Kendati konvensi tersebut dibuat tahun 1954, namun Inggris tidak pernah mengadopsinya ke delam hukum negara.
Konvensi Den Haag itu dimaksudkan untuk memastikan negara dan tentara tidak akan menargetkan keyaan budaya dalam konflik. Lebih dari 115 negara anggota PBB yang terlibat dalam perjanjian tersebut.
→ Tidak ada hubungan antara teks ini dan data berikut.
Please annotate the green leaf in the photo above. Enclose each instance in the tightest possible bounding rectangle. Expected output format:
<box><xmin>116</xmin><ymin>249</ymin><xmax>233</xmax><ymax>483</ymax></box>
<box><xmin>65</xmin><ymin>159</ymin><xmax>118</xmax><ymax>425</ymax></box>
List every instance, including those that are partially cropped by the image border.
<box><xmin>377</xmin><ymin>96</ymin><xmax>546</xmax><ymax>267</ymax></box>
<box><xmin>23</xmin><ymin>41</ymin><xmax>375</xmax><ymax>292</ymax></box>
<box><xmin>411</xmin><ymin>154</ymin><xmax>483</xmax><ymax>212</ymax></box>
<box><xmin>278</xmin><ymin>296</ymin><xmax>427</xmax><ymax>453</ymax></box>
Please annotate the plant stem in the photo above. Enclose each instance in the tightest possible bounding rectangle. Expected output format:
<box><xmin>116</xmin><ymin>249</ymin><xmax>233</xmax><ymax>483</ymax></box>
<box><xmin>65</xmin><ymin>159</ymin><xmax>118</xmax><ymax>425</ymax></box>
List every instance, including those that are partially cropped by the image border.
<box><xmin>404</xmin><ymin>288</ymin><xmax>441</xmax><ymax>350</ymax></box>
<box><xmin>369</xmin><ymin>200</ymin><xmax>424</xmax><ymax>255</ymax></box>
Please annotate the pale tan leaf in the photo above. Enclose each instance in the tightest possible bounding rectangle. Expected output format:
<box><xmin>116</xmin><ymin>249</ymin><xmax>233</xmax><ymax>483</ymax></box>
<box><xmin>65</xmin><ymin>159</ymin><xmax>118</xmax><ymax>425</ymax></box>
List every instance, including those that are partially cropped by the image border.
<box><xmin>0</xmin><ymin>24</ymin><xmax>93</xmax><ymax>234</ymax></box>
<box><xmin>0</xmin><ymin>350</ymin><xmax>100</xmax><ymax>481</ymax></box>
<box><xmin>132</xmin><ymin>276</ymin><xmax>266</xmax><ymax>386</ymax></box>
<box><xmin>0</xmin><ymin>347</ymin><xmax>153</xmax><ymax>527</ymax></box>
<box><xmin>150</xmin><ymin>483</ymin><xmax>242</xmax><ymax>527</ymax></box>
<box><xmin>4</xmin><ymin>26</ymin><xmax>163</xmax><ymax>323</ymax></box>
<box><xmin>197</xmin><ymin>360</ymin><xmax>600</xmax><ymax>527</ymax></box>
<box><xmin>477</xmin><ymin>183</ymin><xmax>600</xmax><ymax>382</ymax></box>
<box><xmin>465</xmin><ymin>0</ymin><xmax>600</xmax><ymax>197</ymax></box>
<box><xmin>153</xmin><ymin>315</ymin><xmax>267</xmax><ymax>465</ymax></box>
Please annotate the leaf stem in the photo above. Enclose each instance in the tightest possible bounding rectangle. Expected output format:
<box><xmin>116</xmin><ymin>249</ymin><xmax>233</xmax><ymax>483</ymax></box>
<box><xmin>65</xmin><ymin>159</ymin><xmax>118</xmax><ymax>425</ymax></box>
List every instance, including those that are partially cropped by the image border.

Inggris diketahui ikut terlibat dalam konvensi, namun tidak pernah meratifikasinya.
Menteri Kebudayaan Inggris John Whittingdale menyebut bahwa alasan Inggris mengesahkan perjanjian itu saat ini adalah mengingat perusakan dan penjarahan kekayaan budaya yang terjadi di Suriah dan Irak saat ini, terutama yang dilakukan oleh kelompok militan ISIS.
Whittingdale menyebut, konvensi sekarang akan menjadi hukum legal di Inggris.
"Saat prioritas Inggris akan terus tertuju pada kemanusiaan dalam konflik ini, saya tidak ragu bahwa kita juga harus melakukan apa yang kita bisa untuk mencegah kerusakan budaya lebih lanjut," ujarnya.
"Hilangnya warisan negara mengancam identitas," sambung Whittingdale seperti dimuat
BBC (Minggu, 21/6).
Lebih lanjut ia menyebut bahwa dalam beberapa waktu ke depan, Inggris mungkin akan mendukung dana intervensi dengan arkeolog untuk memulihkan monumen yang beresiko rusak akibat konflik di Irak, Suriah, dan Libya.